In a new study published in the journal Science, scientists said seismic readings from earthquake monitors captured sonic booms during a 2024 reentry over Southern California. They reported that the seismic data allowed them to place the object’s path nearly 20 miles (30 kilometers) farther south than radar predictions had indicated.
The researchers said that approach could help recovery teams reach surviving fragments more quickly if debris is dangerous. They focused on one debris event, but said they had already used publicly available data from seismic networks to track a few dozen other reentries, including debris from three failed SpaceX Starship test flights in Texas.
Benjamin Fernando, the lead researcher at Johns Hopkins University, said the tracking problem becomes harder once an object starts breaking up in the atmosphere. “The problem at the moment is we can track stuff very well in space,” Fernando said. “But once it gets to the point that it’s actually breaking up in the atmosphere, it becomes very difficult to track.”
Fernando and Constantinos Charalambous of Imperial College London began working together the day after the Chinese debris streaked across the California sky in 2024. Over time, they gathered data from more than 120 seismometers that captured the sonic booms from the reentry, and used that information to plot the object’s suspected path.
The study traced the tracked reentry to a Chinese module that had been cut loose in 2023 after it separated from the Shenzhou-15 capsule returning three Chinese astronauts.

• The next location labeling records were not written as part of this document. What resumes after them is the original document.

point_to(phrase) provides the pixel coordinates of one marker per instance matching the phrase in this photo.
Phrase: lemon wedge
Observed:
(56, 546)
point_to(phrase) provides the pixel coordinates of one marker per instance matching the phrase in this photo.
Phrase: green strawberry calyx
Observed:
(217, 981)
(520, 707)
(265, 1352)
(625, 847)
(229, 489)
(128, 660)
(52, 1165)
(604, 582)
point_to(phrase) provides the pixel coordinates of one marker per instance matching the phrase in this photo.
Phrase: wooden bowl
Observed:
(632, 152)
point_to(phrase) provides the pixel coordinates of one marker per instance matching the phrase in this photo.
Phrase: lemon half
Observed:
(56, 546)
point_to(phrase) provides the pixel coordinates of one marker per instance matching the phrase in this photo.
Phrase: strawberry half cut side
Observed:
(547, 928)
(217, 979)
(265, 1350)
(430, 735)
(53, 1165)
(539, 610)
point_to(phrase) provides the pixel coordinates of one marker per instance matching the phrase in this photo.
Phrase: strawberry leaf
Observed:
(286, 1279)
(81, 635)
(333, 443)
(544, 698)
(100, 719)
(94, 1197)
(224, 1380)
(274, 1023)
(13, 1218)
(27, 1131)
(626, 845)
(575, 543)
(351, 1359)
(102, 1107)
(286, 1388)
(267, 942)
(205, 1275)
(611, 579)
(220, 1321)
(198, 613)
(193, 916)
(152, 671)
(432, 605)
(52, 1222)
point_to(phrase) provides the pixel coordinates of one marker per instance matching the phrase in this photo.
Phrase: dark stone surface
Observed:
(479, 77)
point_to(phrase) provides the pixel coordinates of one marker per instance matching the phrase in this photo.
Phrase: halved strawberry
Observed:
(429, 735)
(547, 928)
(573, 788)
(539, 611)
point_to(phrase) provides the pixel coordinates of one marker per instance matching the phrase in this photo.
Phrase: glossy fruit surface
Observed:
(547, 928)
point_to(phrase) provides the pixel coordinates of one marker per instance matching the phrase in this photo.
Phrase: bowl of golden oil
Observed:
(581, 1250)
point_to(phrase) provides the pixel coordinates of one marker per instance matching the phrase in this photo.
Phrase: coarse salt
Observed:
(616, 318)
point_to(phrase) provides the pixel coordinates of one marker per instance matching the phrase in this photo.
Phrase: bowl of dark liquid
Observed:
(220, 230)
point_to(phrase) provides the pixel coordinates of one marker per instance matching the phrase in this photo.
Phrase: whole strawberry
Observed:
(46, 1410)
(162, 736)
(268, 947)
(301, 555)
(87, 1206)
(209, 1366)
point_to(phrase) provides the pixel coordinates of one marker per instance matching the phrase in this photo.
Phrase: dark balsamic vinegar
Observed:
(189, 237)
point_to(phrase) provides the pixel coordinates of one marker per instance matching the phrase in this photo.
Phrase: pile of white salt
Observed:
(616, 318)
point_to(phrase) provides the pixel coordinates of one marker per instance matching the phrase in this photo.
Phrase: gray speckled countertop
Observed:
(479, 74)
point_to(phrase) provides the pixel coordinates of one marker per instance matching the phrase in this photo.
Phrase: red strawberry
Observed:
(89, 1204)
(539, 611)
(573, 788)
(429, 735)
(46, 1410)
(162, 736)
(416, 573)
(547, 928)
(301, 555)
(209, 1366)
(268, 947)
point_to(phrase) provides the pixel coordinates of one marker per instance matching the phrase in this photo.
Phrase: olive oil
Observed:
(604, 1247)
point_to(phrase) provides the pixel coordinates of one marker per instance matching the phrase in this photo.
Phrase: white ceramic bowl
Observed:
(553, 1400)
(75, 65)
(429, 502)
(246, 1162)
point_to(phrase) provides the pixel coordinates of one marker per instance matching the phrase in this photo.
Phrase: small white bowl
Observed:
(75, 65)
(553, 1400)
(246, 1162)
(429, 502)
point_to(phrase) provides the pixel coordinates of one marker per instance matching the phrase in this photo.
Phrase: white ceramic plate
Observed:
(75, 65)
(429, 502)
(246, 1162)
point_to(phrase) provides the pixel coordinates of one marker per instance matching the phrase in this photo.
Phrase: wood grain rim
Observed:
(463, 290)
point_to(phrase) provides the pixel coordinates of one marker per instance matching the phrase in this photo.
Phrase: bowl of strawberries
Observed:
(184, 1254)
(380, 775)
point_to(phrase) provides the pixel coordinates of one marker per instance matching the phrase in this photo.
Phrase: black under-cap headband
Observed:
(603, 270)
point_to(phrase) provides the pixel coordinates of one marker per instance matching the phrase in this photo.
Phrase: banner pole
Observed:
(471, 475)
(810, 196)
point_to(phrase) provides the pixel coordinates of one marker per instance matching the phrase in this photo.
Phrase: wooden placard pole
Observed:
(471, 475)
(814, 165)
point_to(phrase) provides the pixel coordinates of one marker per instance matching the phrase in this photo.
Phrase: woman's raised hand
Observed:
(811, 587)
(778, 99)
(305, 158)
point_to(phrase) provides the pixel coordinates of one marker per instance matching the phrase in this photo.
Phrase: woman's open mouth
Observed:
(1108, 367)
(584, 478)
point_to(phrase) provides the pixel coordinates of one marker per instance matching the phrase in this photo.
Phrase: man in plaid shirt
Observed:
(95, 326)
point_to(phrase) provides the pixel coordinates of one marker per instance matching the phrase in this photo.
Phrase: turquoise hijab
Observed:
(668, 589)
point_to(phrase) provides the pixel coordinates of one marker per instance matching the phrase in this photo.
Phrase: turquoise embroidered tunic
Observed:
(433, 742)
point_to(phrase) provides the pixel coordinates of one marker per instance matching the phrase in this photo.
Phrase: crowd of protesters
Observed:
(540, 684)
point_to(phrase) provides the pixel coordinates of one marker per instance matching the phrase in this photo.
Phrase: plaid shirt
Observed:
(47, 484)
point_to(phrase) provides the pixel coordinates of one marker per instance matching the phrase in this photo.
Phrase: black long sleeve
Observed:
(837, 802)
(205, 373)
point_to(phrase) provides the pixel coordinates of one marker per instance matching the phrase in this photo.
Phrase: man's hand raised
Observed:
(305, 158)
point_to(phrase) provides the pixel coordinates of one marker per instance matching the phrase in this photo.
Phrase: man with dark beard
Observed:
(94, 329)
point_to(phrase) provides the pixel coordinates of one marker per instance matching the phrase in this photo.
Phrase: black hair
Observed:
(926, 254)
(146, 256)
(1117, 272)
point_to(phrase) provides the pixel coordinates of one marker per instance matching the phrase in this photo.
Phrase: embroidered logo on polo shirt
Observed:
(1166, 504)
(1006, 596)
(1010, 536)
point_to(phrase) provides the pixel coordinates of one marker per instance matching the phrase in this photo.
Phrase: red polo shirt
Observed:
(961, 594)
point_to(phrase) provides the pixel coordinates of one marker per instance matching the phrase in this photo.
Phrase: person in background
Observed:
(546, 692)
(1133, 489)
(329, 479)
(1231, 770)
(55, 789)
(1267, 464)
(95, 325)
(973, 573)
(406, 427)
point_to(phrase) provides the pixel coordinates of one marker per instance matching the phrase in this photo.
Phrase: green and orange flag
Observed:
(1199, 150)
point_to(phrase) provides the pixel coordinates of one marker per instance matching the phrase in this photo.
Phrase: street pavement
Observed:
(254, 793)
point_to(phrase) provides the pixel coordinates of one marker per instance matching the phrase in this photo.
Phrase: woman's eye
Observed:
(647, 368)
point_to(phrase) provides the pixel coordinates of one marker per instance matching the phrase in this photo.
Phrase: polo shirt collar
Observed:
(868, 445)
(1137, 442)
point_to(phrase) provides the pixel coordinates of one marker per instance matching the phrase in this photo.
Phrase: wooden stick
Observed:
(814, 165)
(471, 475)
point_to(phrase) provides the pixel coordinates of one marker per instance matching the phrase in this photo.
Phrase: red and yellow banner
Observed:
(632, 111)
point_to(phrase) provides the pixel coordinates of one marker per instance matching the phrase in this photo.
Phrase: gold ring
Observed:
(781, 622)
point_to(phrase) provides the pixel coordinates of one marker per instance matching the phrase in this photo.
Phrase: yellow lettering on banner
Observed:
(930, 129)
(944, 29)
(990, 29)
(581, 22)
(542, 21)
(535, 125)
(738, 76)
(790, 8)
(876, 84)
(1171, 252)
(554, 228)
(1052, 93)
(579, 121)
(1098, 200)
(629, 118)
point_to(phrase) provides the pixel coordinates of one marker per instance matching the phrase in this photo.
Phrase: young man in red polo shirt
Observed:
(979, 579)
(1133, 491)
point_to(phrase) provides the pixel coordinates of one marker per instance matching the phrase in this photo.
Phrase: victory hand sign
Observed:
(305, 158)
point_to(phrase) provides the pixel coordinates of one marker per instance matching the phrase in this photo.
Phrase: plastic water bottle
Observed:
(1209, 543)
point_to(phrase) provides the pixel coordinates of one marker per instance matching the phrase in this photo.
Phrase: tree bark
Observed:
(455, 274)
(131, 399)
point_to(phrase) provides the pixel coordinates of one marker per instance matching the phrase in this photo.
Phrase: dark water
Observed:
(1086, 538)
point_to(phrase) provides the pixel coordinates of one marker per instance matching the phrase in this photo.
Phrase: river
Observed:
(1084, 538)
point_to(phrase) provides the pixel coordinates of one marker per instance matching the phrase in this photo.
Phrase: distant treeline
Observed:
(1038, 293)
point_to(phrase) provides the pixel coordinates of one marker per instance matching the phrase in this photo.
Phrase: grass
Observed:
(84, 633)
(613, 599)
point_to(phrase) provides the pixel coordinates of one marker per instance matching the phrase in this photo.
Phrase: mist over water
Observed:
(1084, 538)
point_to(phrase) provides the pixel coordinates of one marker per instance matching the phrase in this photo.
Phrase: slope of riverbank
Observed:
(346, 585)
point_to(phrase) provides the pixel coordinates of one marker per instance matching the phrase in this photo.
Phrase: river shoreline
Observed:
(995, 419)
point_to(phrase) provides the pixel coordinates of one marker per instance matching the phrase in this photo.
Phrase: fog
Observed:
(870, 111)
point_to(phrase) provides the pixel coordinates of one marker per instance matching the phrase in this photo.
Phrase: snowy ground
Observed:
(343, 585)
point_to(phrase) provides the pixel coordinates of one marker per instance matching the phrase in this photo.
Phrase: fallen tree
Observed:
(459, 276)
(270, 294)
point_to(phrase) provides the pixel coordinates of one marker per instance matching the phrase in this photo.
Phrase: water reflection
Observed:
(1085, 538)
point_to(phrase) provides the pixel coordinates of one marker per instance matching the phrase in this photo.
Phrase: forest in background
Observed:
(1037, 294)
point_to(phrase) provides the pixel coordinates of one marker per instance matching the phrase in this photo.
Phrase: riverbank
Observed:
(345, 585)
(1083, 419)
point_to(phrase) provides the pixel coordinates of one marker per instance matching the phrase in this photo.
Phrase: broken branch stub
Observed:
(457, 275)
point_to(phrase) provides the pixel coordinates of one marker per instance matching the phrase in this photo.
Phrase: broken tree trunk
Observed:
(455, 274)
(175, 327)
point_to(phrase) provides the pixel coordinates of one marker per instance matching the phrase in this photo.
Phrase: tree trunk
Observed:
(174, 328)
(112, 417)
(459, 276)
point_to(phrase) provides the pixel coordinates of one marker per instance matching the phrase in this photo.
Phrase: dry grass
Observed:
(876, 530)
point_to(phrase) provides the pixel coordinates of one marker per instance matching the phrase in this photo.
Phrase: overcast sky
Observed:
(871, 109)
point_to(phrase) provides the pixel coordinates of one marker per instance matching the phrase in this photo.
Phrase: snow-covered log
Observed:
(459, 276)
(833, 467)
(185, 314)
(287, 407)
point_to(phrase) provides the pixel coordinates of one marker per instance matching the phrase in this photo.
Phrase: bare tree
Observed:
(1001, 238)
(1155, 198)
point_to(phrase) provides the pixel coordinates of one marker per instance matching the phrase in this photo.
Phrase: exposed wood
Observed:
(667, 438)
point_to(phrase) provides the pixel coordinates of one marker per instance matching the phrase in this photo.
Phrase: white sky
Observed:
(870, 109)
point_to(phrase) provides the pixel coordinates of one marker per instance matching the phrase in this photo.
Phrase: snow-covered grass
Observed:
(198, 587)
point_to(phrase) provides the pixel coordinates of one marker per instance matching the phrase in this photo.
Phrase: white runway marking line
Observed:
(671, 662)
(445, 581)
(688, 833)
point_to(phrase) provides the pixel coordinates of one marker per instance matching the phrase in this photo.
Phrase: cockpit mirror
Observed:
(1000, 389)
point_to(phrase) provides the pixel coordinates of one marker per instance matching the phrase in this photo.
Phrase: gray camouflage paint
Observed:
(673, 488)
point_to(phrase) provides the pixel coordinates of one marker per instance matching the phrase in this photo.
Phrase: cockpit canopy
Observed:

The module, described as weighing 1.5 tons (1.36 metric tonnes) and measuring more than 3 feet (1 meter), broke into countless smaller pieces during atmospheric descent, producing multiple sonic booms. Fernando said the seismic readings also offered a sense of the cascading breakup.
Fernando acknowledged a key limitation: with no debris reported on the ground, researchers cannot know how close their predictions were to the actual path. Still, the work aims to narrow estimates of speed and direction—and how the object fragments—within minutes or even seconds.
The researchers said a fast, wider tracking capability could be especially useful in remote regions, where monitoring stations designed for other purposes might detect the sonic booms to fine-tune descent paths. The report also connected the work to plans for space infrastructure changes, saying NASA plans to ditch the International Space Station in five years, and that SpaceX is working on a deorbiting vehicle to ensure a controlled entry.
Fernando said he is looking to publish a catalog of seismically tracked, entering objects and to improve future calculations by factoring in the wind’s effect on falling debris. In a companion Science article, Los Alamos National Laboratory’s Chris Carr, who was not involved in the study, said further research is needed to reduce the time between an object’s final plunge and the determination of its course. Carr said the new method “unlocks the rapid identification of debris fall-out zones,” describing it as key information as Earth’s orbit is expected to become increasingly crowded with satellites.